2. If you wish to be the Prince of Darkness and the King of Doom, however, watch the DJ closely. He might choose to play little pranks on you. Like for example wait until you and your valets are very, very drunk and then play "Walking on sunshine" or even, amazingly "Ca plane pour moi", a weird Belgian hit from the late 70's, by a guy named Plastic Bertrand. (It's in French, but it's still Belgian. :D YOU GUYS NEED TO TAKE YOUR RESPONSIBILITIES). The sheer name of the singer gives you an idea of what it sounds like. It was a very... 4th dimension sort of an experience. Or rather, Close encounters of the 3rd kind, maybe.
3. You will be more noticed wearing a T-shirt and jeans than, say, a tartan skirt, a linen shirt, a jingly little ankle-chain, and a dead racoon hanging from your back. I am not kidding you about the dead racoon part. However, apparently, wearing a washed out 92 Backstreet Boys Tour t-shirt is OK too. Did I ever tell you about Colin Farrell... Crap, no. That was Boyzone....
4. If you are the Prince of Darkness and the King of Despair, you also know how to dance to the music they play in clubs like the ones I was at. I can't. I can dance on Rihanna "Pon De Replay", and I'm not even so sure about that. But: My challenge for next time around: Play "Pon De Replay" in my head, and try and dance to that, while completely ignoring Rammstein in the background. I'm pretty sure it will be a huge win for the Claire Team. I'll keep you informed. ("let the bass from the speakers run through ya sneakers, move both ya feet and run to the beat" \o/ _o_ \o/)
5. Maybe, just maybe, I'm completely losing my marbles. It is a possibility I can't ignore.
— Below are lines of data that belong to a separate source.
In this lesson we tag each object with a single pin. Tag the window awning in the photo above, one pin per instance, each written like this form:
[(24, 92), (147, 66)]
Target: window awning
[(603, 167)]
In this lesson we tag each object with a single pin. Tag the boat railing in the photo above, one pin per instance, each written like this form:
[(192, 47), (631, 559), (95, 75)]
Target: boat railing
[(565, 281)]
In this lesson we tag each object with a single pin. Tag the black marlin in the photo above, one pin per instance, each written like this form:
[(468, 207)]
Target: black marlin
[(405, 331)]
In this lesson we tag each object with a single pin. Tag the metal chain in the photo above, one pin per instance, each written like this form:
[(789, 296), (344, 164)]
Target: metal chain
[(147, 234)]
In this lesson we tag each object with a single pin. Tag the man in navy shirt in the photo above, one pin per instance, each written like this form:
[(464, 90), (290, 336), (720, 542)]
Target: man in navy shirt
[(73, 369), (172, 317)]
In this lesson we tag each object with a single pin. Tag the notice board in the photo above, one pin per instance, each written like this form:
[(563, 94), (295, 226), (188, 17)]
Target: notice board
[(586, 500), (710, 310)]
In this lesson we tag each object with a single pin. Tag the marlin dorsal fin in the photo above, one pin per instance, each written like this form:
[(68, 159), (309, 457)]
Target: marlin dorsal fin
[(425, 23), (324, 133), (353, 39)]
I'll keep you posted on this one too, I promise.
PS: Another mission for next time: Learn how to spell Marilyn Manson before saving my beautiful Paint illustration.
5 commentaires:
O joy!!!
Or you could do like Sookie Stackhouse and wear white dresses with little flowers on them. Surely a winning way to combine your new passion with an old one?
Yes, but then I'd have to be tiny and blond, I figure... Yet it does sound like a good idea. Vieille dame anglaise is the way I roll!
You seem to be mistaken. Sookie Stackhouse only ever wears handkerchiefs (-ves?)
Ok, then, one (real big) hankerchief with little flowers on it. It's a deal.